Mental health diagnosis, so far, relies solemnly on self reports and occasional meetings with clinicians. Besides drug therapy we treat patients mostly with talk therapy employing a vast array of different approaches from hypnosis to Cognitive Behavioral Therapy. However, we have little evidence on what actually works. If a patient's condition gets better we rarely know whether this was due to the therapeutic approach or because of the therapist's personality or because they changed their diet or got better sleep.
Although we know about various factors correlated with mental health we do not know much about the causalities and individual differences. Which behavioral pattern contributes to an individual's mental health? And how much so? What kind of therapy with what kind of therapist works for whom? Which commonly used practices might harm certain individuals? All of these questions require answers if we want to really understand mental health. But so far we can merely guess at the answers.
With the advent of artificial intelligence, however, we might have found the tool that is for the science of mental health what telescope and calculus were for physics.
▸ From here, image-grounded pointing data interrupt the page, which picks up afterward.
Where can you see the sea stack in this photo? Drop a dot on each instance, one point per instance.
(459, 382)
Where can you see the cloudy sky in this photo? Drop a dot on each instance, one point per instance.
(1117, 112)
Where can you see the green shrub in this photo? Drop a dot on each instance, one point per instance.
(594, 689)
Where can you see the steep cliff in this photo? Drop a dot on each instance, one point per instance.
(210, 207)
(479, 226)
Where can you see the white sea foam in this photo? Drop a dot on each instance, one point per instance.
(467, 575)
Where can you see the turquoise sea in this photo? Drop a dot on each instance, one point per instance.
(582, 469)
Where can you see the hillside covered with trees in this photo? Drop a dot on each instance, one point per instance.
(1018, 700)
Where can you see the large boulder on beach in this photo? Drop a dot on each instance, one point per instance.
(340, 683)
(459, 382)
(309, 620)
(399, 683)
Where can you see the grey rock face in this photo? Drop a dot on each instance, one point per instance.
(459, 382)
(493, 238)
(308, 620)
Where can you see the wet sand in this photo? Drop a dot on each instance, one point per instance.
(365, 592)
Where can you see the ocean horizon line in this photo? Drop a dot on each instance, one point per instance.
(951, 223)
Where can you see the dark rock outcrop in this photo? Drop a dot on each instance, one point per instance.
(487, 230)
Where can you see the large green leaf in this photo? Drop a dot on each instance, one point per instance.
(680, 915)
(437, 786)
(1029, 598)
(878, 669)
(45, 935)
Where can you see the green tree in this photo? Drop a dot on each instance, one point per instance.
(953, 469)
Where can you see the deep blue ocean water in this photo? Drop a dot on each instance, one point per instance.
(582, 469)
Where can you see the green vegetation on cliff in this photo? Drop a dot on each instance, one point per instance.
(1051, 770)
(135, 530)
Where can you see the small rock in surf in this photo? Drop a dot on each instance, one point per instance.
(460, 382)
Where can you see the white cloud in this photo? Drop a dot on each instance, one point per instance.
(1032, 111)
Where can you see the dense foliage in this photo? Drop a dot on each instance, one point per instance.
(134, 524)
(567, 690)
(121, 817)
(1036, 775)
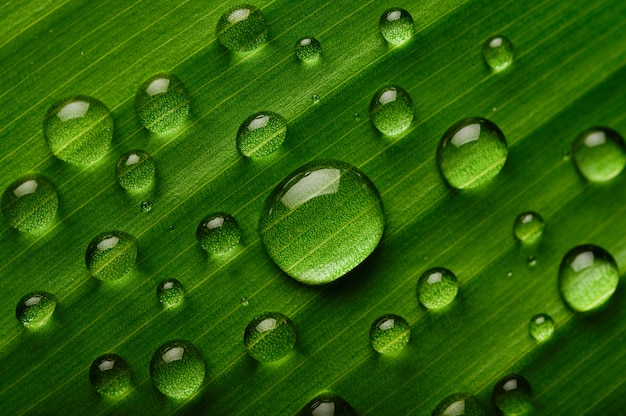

With new mental health technology we will be able to collect and integrate data from previously untapped sources like behavioral data from our digital devices or sleep and general health data, collected by wearables.
These AI tools hold the promise of decoding the intricate neural networks of the mind, offering a more profound understanding of mental processes and health. This has the potential to be not only a revolution for mental health patients but also a scientific revolution introducing AI as the new paradigm for mental health research.
"Mental health has the potential for a revolution, but its realization hinges on our immediate action." says Amruth Ravindranath, Neuroscientist and founder of Addera Health. Amruth helped me to develop a better understanding of how AI can revolutionize Mental Health and how our action plan looks like. I am sharing these insights as well as what the next step looks like.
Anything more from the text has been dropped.